Hyperbolic embedding of brain networks detects regions disrupted by neurodegeneration in Alzheimer's disease.

Abstract

Graph-theoretical methods have proven valuable for investigating alterations in both anatomical and functional brain connectivity networks during Alzheimer's disease (AD). Recent studies suggest that representing brain networks in a suitable geometric space can better capture their connectivity structure. This study introduces a novel approach to characterize brain connectivity changes using low-dimensional, informative representations of networks in a latent geometric space. Specifically, the networks are embedded in a polar representation of the hyperbolic plane, the hyperbolic disk.
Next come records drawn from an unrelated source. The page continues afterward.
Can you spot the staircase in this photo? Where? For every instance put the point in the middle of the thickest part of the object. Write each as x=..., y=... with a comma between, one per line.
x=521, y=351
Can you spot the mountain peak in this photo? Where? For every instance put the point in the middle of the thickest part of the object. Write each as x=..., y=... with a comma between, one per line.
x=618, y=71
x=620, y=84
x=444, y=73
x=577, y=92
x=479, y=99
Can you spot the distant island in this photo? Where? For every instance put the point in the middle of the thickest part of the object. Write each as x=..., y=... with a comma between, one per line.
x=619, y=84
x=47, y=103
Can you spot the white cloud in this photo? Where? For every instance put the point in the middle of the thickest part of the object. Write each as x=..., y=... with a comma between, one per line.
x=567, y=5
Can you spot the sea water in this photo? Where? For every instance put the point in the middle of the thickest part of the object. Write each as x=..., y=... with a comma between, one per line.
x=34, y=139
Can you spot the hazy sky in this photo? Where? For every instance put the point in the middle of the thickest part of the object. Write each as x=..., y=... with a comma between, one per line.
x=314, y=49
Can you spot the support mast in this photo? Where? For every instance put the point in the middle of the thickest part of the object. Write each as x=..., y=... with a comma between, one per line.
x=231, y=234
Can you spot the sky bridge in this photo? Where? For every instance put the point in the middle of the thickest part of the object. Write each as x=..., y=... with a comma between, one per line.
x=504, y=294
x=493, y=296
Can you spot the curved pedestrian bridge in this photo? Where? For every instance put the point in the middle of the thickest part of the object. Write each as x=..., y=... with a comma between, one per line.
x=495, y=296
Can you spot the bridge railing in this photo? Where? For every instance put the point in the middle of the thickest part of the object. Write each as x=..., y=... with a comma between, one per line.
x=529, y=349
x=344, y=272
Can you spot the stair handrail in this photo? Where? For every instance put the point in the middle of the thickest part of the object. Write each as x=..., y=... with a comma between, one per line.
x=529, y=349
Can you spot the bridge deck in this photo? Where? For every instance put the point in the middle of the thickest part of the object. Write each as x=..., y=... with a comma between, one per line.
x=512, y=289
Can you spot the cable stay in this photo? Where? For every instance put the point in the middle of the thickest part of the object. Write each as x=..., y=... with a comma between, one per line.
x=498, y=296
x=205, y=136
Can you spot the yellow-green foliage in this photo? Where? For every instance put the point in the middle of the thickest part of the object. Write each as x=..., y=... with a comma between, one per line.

Here, we used a geometric score, entirely based on the computation of distances between nodes in the latent space, to measure the effect of a perturbation on the nodes. Precisely, the score is a local measure of distortion in the geometric neighborhood of a node following a perturbation. The method is applied to a brain network dataset of patients with AD and healthy participants, derived from diffusion-weighted (DWI) and functional magnetic resonance (fMRI) imaging scans. We show that, compared with standard graph measures, our method more accurately identifies the brain regions most affected by neurodegeneration. Notably, the abnormalities detected in memory-related and frontal areas are robust across multiple brain parcellation scales. Finally, our findings suggest that the geometric perturbation score could serve as a potential biomarker for characterizing the progression of the disease.